I come from a family of cake eaters – we love any form of it. But sheet cakes are always a big win because they are so easy to make and you can get creative with them. I recently discovered this popsicle sheet cake and it’s my new favorite. Whatever occasion you’re celebrating this season – whether its a birthday, graduation, or just your average weekend BBQ – this simple popsicle sheet cake is the perfect dessert! Simply bake your favorite cake recipe (my sheet cake recipe is below) in a large rectangular pan, and you already have the perfect foundation for a popsicle shaped cake.
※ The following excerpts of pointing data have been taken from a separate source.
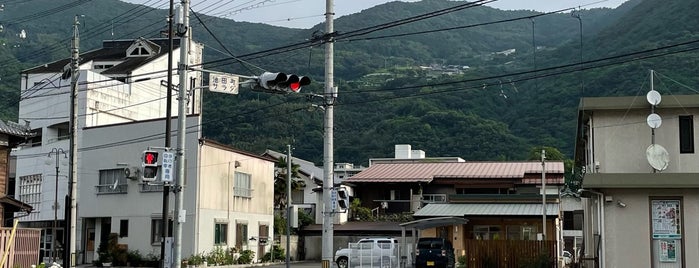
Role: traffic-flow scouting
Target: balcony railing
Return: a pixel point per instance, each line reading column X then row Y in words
column 112, row 188
column 147, row 188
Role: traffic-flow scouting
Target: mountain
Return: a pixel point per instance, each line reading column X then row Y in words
column 442, row 84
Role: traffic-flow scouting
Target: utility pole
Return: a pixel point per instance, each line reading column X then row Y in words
column 182, row 120
column 57, row 152
column 329, row 99
column 543, row 193
column 288, row 205
column 68, row 260
column 168, row 138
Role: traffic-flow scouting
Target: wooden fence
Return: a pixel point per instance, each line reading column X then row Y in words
column 509, row 253
column 24, row 250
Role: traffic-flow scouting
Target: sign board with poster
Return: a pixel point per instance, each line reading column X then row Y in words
column 666, row 233
column 666, row 219
column 668, row 251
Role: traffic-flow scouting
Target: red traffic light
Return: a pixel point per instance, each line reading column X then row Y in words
column 281, row 82
column 150, row 158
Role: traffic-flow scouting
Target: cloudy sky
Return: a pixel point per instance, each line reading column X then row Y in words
column 306, row 13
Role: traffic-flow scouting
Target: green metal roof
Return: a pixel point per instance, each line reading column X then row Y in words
column 461, row 210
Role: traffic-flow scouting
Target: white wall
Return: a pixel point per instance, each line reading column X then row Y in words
column 216, row 201
column 105, row 148
column 621, row 138
column 628, row 229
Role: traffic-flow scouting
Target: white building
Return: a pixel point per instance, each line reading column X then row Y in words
column 121, row 110
column 640, row 185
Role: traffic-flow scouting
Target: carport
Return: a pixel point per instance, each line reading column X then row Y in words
column 418, row 225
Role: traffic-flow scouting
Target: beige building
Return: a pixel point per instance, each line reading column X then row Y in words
column 639, row 181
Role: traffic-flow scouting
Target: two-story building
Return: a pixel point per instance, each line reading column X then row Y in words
column 638, row 165
column 121, row 110
column 501, row 201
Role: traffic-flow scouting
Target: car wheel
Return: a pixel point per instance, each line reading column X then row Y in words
column 342, row 262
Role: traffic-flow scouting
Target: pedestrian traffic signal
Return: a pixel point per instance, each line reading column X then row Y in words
column 342, row 198
column 150, row 165
column 281, row 82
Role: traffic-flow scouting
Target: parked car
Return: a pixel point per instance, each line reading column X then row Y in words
column 434, row 252
column 379, row 252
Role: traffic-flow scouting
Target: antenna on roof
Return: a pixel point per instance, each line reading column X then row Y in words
column 657, row 156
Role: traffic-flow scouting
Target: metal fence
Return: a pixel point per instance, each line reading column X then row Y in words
column 510, row 253
column 23, row 251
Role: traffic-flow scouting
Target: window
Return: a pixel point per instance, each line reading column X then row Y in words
column 123, row 228
column 572, row 220
column 156, row 230
column 241, row 235
column 486, row 232
column 30, row 190
column 36, row 140
column 147, row 187
column 63, row 131
column 666, row 232
column 221, row 233
column 686, row 134
column 242, row 185
column 112, row 181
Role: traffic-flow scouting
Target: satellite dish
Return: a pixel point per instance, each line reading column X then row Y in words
column 654, row 120
column 657, row 156
column 653, row 97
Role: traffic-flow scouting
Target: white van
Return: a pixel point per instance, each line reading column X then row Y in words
column 380, row 252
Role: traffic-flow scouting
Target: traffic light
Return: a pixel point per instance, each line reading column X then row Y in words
column 282, row 83
column 342, row 198
column 150, row 165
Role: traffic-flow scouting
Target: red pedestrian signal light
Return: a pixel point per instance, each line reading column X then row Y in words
column 150, row 158
column 150, row 165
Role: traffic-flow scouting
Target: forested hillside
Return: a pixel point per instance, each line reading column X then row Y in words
column 467, row 83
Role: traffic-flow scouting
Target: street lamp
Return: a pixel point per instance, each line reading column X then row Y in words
column 56, row 152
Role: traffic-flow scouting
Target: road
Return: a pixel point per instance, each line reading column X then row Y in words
column 301, row 264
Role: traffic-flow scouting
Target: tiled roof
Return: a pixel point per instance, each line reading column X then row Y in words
column 111, row 50
column 461, row 210
column 426, row 172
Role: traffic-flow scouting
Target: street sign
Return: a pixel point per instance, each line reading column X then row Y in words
column 168, row 167
column 223, row 83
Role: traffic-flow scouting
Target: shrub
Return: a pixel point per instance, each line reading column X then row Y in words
column 246, row 256
column 134, row 258
column 217, row 256
column 196, row 259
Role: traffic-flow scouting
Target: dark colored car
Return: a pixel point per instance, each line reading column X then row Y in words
column 434, row 252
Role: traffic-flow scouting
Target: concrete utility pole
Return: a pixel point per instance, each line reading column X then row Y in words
column 328, row 180
column 288, row 205
column 182, row 120
column 168, row 137
column 543, row 193
column 68, row 260
column 57, row 152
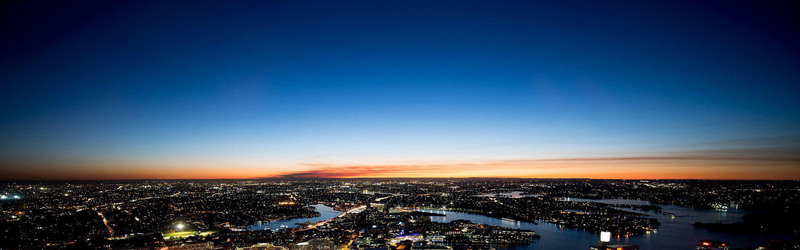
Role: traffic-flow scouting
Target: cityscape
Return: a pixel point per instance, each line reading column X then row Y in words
column 400, row 125
column 392, row 213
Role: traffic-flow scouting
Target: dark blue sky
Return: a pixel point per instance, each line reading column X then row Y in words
column 269, row 87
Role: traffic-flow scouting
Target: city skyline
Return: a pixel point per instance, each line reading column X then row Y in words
column 212, row 90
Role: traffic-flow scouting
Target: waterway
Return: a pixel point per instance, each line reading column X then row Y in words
column 673, row 233
column 326, row 213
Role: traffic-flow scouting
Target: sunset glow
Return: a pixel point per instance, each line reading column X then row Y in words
column 151, row 90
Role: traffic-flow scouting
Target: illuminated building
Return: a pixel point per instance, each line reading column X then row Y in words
column 712, row 245
column 605, row 238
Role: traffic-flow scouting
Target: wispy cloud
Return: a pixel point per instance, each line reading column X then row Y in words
column 785, row 161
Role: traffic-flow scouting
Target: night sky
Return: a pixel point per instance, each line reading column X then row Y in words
column 542, row 89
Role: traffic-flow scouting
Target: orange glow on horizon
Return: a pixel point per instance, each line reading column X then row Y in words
column 594, row 168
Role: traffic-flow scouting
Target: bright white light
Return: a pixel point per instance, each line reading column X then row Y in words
column 605, row 236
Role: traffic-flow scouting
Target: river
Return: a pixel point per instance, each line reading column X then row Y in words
column 326, row 213
column 673, row 233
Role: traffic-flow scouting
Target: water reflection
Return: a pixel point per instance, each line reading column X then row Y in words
column 326, row 213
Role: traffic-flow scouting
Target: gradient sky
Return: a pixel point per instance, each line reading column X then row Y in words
column 552, row 89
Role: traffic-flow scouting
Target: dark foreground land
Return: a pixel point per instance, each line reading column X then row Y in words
column 379, row 212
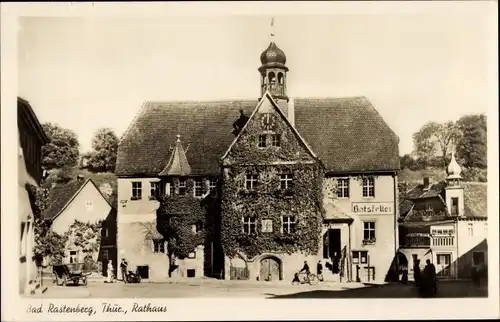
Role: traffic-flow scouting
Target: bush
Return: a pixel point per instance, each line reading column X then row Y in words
column 475, row 175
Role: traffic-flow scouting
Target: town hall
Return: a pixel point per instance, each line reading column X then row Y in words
column 252, row 189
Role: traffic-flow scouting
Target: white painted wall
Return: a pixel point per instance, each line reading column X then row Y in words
column 88, row 206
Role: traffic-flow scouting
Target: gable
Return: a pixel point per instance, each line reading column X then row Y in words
column 347, row 134
column 255, row 144
column 88, row 205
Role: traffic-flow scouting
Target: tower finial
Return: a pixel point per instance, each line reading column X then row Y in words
column 272, row 27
Layer it, frost it with colored frosting and add a cardboard popsicle stick! It’s the easiest cake decorating project for your summer parties, and pairs perfectly with a scoop of ice cream or a dose of sprinkles.
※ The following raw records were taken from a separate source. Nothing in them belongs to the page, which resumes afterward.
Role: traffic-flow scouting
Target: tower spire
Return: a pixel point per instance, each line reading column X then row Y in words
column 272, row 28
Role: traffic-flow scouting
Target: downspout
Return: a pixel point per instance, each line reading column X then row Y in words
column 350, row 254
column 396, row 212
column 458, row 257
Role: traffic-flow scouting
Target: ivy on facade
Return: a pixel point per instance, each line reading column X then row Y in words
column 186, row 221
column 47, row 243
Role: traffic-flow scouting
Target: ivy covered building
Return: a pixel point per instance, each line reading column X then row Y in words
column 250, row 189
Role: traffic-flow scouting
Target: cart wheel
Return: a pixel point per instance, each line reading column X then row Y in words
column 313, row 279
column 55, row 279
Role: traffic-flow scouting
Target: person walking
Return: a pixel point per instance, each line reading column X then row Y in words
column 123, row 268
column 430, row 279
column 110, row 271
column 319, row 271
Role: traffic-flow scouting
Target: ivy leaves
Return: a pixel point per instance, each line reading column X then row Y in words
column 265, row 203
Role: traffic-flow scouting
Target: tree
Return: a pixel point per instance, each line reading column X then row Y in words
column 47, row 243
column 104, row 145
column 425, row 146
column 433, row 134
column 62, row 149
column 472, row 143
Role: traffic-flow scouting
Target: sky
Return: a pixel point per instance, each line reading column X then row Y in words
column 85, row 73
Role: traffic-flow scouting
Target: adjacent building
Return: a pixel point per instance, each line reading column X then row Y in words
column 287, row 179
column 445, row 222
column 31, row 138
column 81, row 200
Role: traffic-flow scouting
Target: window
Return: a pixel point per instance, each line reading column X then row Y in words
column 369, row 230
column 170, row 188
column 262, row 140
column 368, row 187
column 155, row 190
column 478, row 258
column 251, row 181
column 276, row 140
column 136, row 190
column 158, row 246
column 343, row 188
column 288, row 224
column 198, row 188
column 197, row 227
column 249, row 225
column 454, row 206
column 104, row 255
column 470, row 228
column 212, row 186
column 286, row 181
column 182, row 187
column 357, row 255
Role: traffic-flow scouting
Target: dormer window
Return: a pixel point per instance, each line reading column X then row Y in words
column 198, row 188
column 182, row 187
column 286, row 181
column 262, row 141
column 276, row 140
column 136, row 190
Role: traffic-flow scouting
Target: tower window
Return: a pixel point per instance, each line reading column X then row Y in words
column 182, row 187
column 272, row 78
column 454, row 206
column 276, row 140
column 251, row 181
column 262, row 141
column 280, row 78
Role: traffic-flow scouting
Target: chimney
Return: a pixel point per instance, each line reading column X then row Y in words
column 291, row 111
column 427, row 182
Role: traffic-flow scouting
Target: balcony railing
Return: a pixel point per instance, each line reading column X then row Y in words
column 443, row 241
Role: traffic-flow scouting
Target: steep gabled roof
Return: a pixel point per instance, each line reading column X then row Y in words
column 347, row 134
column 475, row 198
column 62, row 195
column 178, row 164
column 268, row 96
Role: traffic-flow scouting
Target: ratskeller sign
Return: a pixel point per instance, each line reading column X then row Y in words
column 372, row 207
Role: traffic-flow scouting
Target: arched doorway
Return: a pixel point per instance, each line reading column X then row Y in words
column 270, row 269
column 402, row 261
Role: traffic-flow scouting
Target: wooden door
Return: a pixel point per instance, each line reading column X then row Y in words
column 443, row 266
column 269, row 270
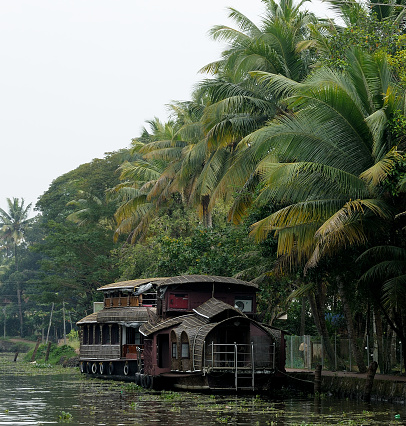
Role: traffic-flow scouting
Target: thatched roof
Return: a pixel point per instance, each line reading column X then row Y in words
column 187, row 279
column 149, row 328
column 90, row 319
column 127, row 314
column 131, row 285
column 213, row 307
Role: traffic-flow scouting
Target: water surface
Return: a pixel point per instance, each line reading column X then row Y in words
column 35, row 396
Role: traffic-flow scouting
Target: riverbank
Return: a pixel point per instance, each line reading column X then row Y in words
column 342, row 384
column 32, row 395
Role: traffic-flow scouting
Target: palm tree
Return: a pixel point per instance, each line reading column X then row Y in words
column 14, row 224
column 325, row 161
column 386, row 280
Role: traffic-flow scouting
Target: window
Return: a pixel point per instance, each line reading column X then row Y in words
column 185, row 350
column 174, row 350
column 243, row 303
column 178, row 301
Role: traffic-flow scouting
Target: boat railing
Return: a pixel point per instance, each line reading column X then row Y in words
column 132, row 350
column 239, row 358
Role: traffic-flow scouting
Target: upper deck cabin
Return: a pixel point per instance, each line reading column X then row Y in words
column 181, row 294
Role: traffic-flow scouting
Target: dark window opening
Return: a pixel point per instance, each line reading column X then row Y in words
column 115, row 339
column 185, row 350
column 174, row 350
column 133, row 336
column 178, row 301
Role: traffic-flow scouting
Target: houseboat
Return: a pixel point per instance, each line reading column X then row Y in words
column 186, row 332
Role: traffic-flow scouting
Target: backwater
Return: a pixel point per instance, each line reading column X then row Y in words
column 40, row 395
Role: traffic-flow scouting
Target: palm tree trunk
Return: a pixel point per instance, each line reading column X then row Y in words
column 20, row 310
column 315, row 307
column 379, row 339
column 206, row 213
column 350, row 328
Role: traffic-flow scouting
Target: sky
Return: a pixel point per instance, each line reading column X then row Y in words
column 79, row 78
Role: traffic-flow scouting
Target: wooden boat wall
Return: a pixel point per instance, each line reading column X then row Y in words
column 190, row 332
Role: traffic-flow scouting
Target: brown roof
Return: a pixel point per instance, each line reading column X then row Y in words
column 181, row 279
column 213, row 306
column 149, row 328
column 185, row 279
column 92, row 318
column 136, row 314
column 130, row 285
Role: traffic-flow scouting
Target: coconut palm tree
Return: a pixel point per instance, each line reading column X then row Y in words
column 13, row 225
column 326, row 159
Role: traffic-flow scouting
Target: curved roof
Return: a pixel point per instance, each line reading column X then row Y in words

The one-layered cake often comes with a thick layer of frosting on top, too. It’s a no-fuss, no-frills dessert that easily feeds a crowd. While it makes sense for big celebrations, it’s a good choice for smaller ones too ― because sometimes leftover cake can taste even better the next day! Follow along with this step-by-step tutorial and learn how to make this popsicle sheet cake just in time for summer.
- Baked rectangular cake, about 9×13 in (recipe below)
- Vanilla frosting (recipe below)
- Food coloring
- Offset spatula
Step 1: Remove cooled 9×13 inch cake from pan. Carefully move the cake to a large cake board or a cutting board.
Step 2: Mix food coloring into the frosting and stir until desired popsicle color is reached.
Step 3: If desired, level the cake into two layers and fill with vanilla frosting (optional).
Step 4: Use a knife to cut a curve out of one corner of the cake to make it appear like a bite has been taken out.
Step 5: Cover the entire cake with a thin layer of frosting, or a crumb coat. Refrigerate at least 30 minutes.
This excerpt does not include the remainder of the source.